Kharg concentra cerca de 90% das exportações de petróleo iranianas e tem capacidade de carregamento de aproximadamente 7 milhões de barris por dia. Na sexta-feira, Trump confirmou ter ordenado um bombardeio contra alvos militares na ilha, deixando a infraestrutura de produção intacta.
“Ele deliberadamente atingiu apenas a infraestrutura militar, por enquanto”, afirmou Waltz. “Certamente acho que ele vai manter essa opção caso queira derrubar a infraestrutura energética do país.”
Leia também: Trump fala em bombardear ilha iraniana “só por diversão”
O ministro das Relações Exteriores iraniano, Abbas Araghchi, buscou um caminho diplomático em paralelo. Ele disse nas redes sociais que o país está pronto para formar um comitê com as nações da região para investigar os alvos atacados em Kharg.
Araghchi reafirmou que os ataques iranianos têm como alvo apenas bases e interesses americanos, e alertou que “ocupar a ilha de Kharg seria um erro maior do que atacá-la”.

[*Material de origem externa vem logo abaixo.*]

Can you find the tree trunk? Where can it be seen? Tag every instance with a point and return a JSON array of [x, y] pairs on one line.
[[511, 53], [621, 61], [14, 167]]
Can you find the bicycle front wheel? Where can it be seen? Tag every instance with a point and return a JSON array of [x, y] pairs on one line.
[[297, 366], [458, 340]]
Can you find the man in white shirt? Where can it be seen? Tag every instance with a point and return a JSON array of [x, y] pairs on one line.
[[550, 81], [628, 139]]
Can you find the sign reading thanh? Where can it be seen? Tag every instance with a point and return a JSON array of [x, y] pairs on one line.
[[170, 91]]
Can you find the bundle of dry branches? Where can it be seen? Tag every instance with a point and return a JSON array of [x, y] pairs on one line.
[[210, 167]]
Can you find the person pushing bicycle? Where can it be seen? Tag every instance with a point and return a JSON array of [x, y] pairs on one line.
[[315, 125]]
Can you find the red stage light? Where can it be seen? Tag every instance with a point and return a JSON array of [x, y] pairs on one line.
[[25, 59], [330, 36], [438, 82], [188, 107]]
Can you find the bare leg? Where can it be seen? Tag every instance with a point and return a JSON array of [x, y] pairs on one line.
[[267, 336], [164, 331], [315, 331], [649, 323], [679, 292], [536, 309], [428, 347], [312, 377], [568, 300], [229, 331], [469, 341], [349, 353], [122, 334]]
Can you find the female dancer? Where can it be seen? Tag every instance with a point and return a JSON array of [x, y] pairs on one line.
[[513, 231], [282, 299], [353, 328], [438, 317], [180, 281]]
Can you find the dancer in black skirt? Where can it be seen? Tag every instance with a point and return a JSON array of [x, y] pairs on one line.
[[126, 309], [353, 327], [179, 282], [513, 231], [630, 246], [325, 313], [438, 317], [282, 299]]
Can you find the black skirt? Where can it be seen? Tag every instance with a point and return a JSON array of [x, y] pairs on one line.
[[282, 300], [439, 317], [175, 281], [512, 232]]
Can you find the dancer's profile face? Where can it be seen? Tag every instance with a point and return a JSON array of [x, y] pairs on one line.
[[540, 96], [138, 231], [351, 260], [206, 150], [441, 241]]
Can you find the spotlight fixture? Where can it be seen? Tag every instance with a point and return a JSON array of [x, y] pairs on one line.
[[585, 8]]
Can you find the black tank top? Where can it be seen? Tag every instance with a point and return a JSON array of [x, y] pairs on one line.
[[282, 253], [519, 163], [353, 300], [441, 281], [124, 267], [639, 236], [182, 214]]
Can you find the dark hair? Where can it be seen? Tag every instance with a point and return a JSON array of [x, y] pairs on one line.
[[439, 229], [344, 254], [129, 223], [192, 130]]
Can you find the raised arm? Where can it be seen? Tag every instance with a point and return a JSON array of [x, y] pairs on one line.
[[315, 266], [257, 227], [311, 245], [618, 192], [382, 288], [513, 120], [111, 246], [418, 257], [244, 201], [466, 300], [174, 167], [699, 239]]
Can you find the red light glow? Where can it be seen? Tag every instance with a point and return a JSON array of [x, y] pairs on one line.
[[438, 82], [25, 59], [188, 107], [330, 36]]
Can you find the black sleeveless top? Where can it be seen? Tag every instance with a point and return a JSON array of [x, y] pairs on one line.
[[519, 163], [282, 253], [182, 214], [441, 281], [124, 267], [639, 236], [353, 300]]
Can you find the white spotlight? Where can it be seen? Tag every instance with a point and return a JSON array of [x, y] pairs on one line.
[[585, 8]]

Por outro lado, o Corpo da Guarda Revolucionária Islâmica, o IRGC, fez uma ameaça direta a Benjamin Netanyahu. A agência estatal IRNA publicou que a organização prometia perseguir e matar o primeiro-ministro israelense. O gabinete de Netanyahu desmentiu os rumores que circularam no fim de semana sobre sua suposta morte, classificando as informações como falsas.
As Forças de Defesa de Israel anunciaram ter “eliminado” dois altos funcionários de inteligência iraniana do Comando de Emergência “Khatam al-Anbiya”.
No sábado à noite, o exército israelense informou ter atacado o principal centro de pesquisa da Agência Espacial do Irã e uma fábrica de produção de sistemas de defesa aérea.
Serviços de emergência israelenses relataram uma “recente salva de mísseis” disparada contra o centro de Israel neste domingo. Não havia vítimas confirmadas até a última atualização.
O conflito praticamente paralisou o tráfego pelo Estreito de Ormuz, por onde passa cerca de 20% do petróleo e gás consumidos no mundo.
O barril de Brent fechou acima de US$ 100 pelo segundo dia seguido na sexta-feira, acumulando alta superior a 40% desde o início da guerra entre EUA, Israel e Irã.
O secretário de Energia americano, Chris Wright, minimizou o impacto. Em entrevista à ABC, ele disse acreditar que o conflito chegará ao fim “nas próximas semanas, talvez antes”, com os preços recuando na sequência.
A Agência Internacional de Energia informou que estoques emergenciais de petróleo começarão a chegar aos mercados globais em breve. O volume foi revisado para quase 412 milhões de barris. Países asiáticos planejam liberar reservas de forma imediata, enquanto Europa e Américas devem fazê-lo a partir do final de março.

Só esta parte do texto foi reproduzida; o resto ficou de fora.